Читать книгу La tumba del alacrán - Eusebio Ruvalcaba - Страница 9

El perro que me mordió selló su sentencia de muerte

Оглавление

Tendría yo siete años. Tal vez ocho. Y entre mis posesiones favoritas era dueño de un perro al que no adoraba pero sí quería mucho —esto lo sé porque con el paso del tiempo tuve más perros, a los que quise en forma enfermiza. Me gustaba jugar con él, y acaso molestarlo. Se llamaba Whisky. Mi padre le había puesto el nombre. Callejero cien por ciento. De hecho, así llegó a la casa. Vio el garaje abierto y decidió probar suerte y meterse, alguna vez que mi padre abrió la puerta para meter el coche. A mi padre le pareció muy gracioso el animal, y como él y mi madre adoraban los cánidos, de inmediato lo adoptaron.

Se quedó a vivir y adoptó la casa como suya. Que encima era muy grande. Se ubicaba en la calle de Miguel Ángel número 93, por el barrio de Mixcoac. Todo parecía hecho a la medida de Whisky. El Whisky retozaba en el pasto, corría de un extremo al otro, jugaba conmigo a Rin Tin Tin. Además de comer hasta hartarse.

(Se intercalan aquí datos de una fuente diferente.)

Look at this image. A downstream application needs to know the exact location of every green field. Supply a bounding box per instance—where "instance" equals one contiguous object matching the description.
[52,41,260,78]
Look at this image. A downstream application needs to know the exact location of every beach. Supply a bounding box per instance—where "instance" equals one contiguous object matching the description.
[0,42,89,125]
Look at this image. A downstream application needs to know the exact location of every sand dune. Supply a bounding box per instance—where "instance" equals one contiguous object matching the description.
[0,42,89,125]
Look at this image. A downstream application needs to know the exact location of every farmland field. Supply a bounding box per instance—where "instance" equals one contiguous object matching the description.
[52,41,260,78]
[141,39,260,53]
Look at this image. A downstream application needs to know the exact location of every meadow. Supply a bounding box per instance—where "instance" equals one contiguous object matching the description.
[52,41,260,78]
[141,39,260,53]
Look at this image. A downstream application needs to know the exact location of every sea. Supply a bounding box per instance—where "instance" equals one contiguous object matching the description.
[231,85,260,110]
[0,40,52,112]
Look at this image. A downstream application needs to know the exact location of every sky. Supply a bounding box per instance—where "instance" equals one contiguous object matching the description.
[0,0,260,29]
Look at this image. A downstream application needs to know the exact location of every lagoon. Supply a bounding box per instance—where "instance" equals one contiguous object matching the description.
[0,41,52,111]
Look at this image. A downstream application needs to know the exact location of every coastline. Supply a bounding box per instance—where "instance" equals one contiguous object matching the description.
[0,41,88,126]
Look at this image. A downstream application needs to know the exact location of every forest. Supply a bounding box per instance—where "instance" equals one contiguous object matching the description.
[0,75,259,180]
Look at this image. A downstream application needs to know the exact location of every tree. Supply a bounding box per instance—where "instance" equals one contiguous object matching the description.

Pero aquella vez le entró no el pingo sino el demonio. Se metió debajo de mi cama y mi madre me ordenó sacarlo. Muéstrale un pancito para que salga. Pero yo en lugar de hacer eso, también me metí bajo la cama y comencé a tirar de sus patas. Y de sus orejas. Cada vez me aproximaba más hasta que hubo un escaso par de centímetros entre su hocico y mi cara. Entonces gruñó y se abalanzó sobre mi nariz hasta casi arrancármela. Salí llorando de ahí. El susto que se puso mi madre fue tremendo. Había un doctor en la esquina —doctor Salcedo, en la esquina de Miguel Ángel y Rembrandt— y hasta allá me llevó cargando. Yo no paraba de llorar, y ella otro tanto. El doctor me curó la nariz, que casi me dolió tanto como la mordida, y mi madre y yo regresamos a la casa —el llanto me volvió en cuanto me sentí en sus brazos.

Mi madre me estaba arropando bajo las sábanas cuando entró mi padre. Estaba hecho una furia. Con toda seguridad mi hermana le había contado. Me dijo que le mostrara la herida. “Y eso que no lo viste sangrando”, sentenció mi madre en forma imprudente.

Mi padre salió de la recámara. Iba mascullando palabras. “Te vas a morir”, alcancé a escuchar. Entre el dolor, mi inconciencia y mi sentido común, sabía que se refería al Whisky. Brinqué de la cama. Mi madre intentó detenerme pero me zafé de su brazo. Salí de la recámara y busqué a mi padre. Allí estaba. Atisbando en la tarde-noche. Le gritaba al perro pero el animal no se acercaba. ¿Sabía el riesgo que estaba corriendo? Quizás estaba más asustado que yo mismo. Mi padre recorrió el patio por completo. Hasta que dio con él. Entonces lo cargó con una sola mano. Whisky aulló cuando se sintió en el aire. Le estaba doliendo la agresión. Yo lo alcancé y de rodillas y con el llanto incontrolable, le rogué a mi padre que no lo matara. Que la culpa había sido mía. Por toda respuesta, el jefe de la familia abrió la portezuela del auto y aventó al Whisky al interior. ¿Qué vas a hacer!, le grité yo. Llevármelo de aquí. Para siempre. O lo mato. Abrió el garage, sacó el coche y se fue. En mi imaginación le dije adiós a mi perro. Al que no volví a ver nunca más.